Enter Twitter. If you don’t already know about twitter, watch this. If you’re already on Twitter – follow me! While twitter was intended as a way for people to answer the basic question “what are you doing” it has (in my opinion) evolved considerably. The first time I realized this was during last summer’s Presbyterian General Assembly. I couldn’t be there in person, but I watched the live video feed of the event, excited about Bruce Reyes-Chow standing for moderator of the PCUSA. I was also logged into twitter, as were most of my Presbyterian twitter-friends — some who were at the event, and others like me from afar. Not only were we witnessing denominational history, we were commenting on it. Not long, blog posts on the big picture, but little comments in response to certain specific sections of speeches and events. What’s more, we were sharing those comments with one another, and even commenting on comments. We were writing in the margins of an historical event!
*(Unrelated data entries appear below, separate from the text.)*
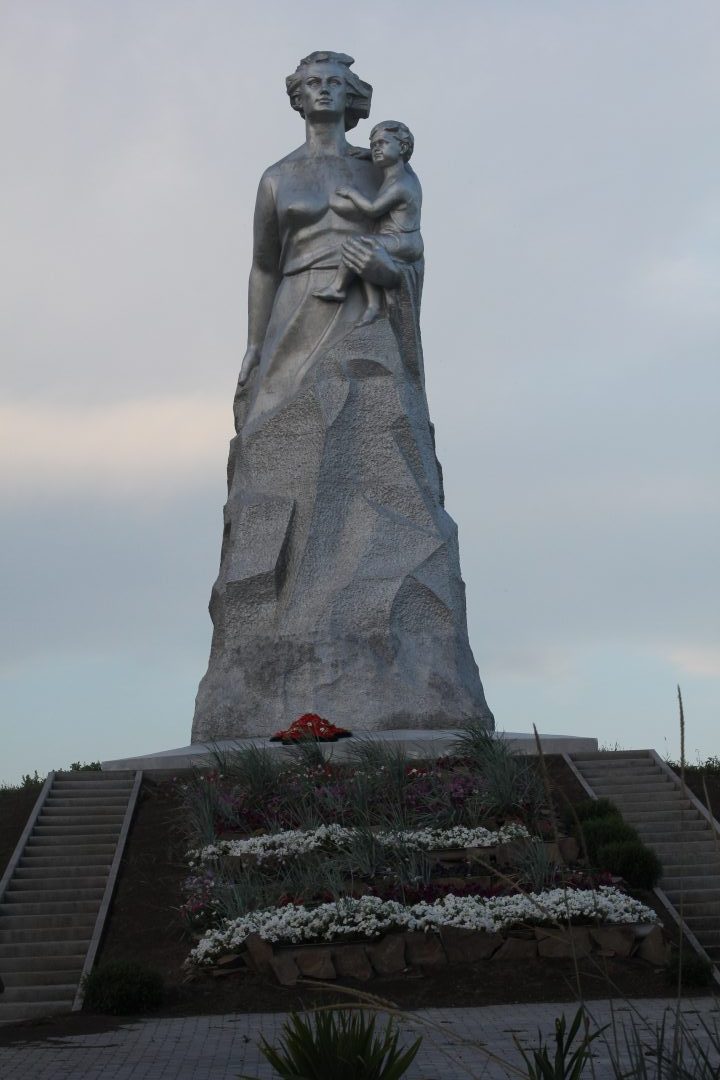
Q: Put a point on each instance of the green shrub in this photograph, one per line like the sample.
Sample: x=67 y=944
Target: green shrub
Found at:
x=597 y=832
x=341 y=1042
x=696 y=970
x=123 y=988
x=588 y=809
x=630 y=860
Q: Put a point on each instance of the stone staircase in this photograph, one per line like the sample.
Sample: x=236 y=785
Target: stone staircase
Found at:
x=679 y=828
x=56 y=891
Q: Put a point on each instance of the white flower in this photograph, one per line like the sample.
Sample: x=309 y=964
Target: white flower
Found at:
x=291 y=842
x=370 y=916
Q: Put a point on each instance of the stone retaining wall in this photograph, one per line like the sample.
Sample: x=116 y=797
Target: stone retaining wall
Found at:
x=399 y=952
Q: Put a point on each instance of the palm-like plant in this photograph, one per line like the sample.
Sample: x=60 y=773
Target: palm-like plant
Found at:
x=341 y=1042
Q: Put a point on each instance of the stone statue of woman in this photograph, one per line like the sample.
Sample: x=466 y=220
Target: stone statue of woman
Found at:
x=339 y=589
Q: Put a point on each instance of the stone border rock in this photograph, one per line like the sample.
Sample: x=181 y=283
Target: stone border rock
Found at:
x=399 y=952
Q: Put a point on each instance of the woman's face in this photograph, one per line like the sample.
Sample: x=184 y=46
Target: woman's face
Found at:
x=323 y=92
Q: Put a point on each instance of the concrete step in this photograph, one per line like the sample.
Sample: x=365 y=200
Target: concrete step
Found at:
x=91 y=785
x=44 y=949
x=80 y=828
x=610 y=788
x=625 y=767
x=701 y=854
x=696 y=840
x=73 y=846
x=73 y=814
x=611 y=755
x=671 y=799
x=50 y=963
x=690 y=880
x=84 y=877
x=38 y=935
x=80 y=801
x=698 y=907
x=44 y=894
x=58 y=991
x=673 y=813
x=66 y=976
x=94 y=859
x=708 y=939
x=702 y=923
x=669 y=846
x=50 y=920
x=678 y=824
x=28 y=1010
x=9 y=910
x=54 y=818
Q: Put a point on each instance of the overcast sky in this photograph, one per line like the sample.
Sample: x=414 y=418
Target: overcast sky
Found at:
x=570 y=159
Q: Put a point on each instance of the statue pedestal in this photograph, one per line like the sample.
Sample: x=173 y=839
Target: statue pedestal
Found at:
x=418 y=744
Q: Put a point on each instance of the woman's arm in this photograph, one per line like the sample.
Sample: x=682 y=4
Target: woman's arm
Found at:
x=265 y=277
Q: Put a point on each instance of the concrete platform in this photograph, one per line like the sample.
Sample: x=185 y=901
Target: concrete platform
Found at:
x=418 y=744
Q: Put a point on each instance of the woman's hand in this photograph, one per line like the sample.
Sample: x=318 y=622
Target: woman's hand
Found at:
x=340 y=202
x=368 y=258
x=250 y=361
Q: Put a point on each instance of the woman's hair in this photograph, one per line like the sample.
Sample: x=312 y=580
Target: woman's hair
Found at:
x=404 y=134
x=357 y=104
Later, we all did the same with the U.S. Presidential debates, and just recently, with the inauguration. And of course, it wasn’t just Presbyterians commenting in the margins of Barack Obama’s historic inauguration — it was millions of twitterers across the world — kings, scholars, and peasants alike. Assuming that these “tweets” are somehow preserved in the ether (which I think is about as likely as the preservation of velum and papyrus over centuries) consider what an immense wealth of historical information and perspective they provide. Among the marginal comments can be found explanation, reaction, criticism, defense, and elaboration of just about every line of text, as well as comments pertaining to the visual, audio, and other perceptible aspects of the event — from those who witnessed it in person, to those who witnessed it a world away.
Today in my Systematic Theology class, my professor said something interesting, and I immediately pulled out my cell phone to twitter about it. I remembered Dr. Rorem’s question about being distracted from what would be said next. But I also saw several of my classmates taking notes on the lecture, and wondered if their note-taking distracted them from what would be said next. Perhaps. But unlike their paper notes (or even laptop-word processor notes) that will most likely be shelved after the final exam, or serve to benefit at most one person — I am filled with the hope that like the scholia of old, my comments in the margins of today’s lecture/novel/text/event will be shared in both community and in perpetuity. That seems worth a slight distraction.